Design AI surfaces around each role's workflow
A beautiful chatbot in a new tab loses to the EHR inbox nurses already race through between rooms.
Anthony Hildoer
June 10, 2026 · 6 min read
You launched a polished chatbot. Nursing never opened it. Revenue cycle kept Excel. Patients called the desk anyway. The post-mortem blamed "change management." Often the real issue is workflow orphan: AI outside the path where work already happens. Interface strategy starts with the role and their existing software.
One bot is procurement convenience
The usual play: single patient-and-staff chat, one brand, one vendor roadmap. Cognitive fit differs:
- Patient: mobile, anxious, after hours; async works; escalation to a human must be obvious; plain language
- Nurse: seconds between rooms; in-chart card beats a conversational novel; tap-to-accept draft
- Biller: dense tables and copy-paste codes; desktop sidebar beats emoji chat
- Executive: exceptions and dollars; dashboard beats dialogue
Role-first interface means one orchestration backbone and multiple surfaces tuned to mental models.
The tab tax
Every new login is a tab tax on adoption. Clinicians already pay it with the EHR. Funding another "AI portal" is a second job. SSO inheritance and embedded panels beat avatar animations.

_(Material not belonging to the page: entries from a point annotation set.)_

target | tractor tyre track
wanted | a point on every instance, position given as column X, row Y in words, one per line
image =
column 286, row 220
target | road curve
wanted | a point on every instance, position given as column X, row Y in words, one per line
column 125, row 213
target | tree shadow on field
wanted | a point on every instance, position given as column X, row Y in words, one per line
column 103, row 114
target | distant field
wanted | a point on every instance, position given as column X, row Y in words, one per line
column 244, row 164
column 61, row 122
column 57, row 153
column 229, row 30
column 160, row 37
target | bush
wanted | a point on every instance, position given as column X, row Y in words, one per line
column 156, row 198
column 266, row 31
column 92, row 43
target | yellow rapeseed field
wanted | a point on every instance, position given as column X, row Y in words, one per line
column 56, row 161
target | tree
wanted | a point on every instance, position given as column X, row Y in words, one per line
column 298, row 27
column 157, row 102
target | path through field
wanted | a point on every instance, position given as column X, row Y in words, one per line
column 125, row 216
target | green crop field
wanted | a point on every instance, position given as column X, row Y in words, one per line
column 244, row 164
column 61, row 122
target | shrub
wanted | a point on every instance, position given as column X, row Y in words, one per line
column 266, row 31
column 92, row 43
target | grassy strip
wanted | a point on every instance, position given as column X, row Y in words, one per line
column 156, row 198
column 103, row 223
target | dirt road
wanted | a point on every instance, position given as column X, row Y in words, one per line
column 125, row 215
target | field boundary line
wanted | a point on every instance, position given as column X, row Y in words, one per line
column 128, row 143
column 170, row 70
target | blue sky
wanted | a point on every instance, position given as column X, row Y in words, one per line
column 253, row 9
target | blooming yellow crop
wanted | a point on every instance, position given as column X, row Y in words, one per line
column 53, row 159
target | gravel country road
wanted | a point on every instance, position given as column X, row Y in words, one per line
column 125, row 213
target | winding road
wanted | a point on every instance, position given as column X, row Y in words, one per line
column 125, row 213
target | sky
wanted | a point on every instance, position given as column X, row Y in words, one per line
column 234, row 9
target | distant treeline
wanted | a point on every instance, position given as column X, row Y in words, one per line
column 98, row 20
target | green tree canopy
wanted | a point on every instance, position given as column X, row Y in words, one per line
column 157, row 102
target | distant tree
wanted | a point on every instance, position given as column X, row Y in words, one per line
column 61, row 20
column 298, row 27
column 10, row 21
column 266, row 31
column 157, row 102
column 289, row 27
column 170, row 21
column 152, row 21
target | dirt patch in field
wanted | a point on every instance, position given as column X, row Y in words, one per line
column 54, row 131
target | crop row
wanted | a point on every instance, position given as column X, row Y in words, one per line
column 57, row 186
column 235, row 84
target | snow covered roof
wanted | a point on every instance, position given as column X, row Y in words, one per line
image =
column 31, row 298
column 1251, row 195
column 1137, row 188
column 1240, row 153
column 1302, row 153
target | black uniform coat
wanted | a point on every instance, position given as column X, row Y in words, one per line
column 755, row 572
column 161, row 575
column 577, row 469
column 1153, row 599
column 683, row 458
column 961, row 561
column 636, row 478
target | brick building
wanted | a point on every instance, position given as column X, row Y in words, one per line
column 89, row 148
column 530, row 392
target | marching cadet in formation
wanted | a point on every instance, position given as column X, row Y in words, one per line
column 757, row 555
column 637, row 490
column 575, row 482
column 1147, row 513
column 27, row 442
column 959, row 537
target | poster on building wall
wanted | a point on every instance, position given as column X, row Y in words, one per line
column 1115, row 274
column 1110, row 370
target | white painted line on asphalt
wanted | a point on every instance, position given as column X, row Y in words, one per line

"Omnichannel experience" sounds patient-friendly. Staff adoption is where most healthcare AI ROI dies. Phase one should name a primary role, then ship where that role already works.
One brain, many surfaces
Reuse models, gateway, knowledge, and orchestration. Interface is less reusable: patient UI hides internal codes; biller UI shows them. That is respect for practice rather than duplicate engineering for its own sake.
Executive decision for phase one
Pick the role that earns the outcome you promised the board:
- Access: patient plus scheduling embed
- Margin: rev-cycle sidebar
- Quality: clinician in-chart draft with human checkpoints
Skip funding a generic chat until that role ships inside their primary application.
A chatbot floating beside the EHR is the adoption failure mode most teams hit first. Once you pick a primary role, the win is embedding where they already work without another login.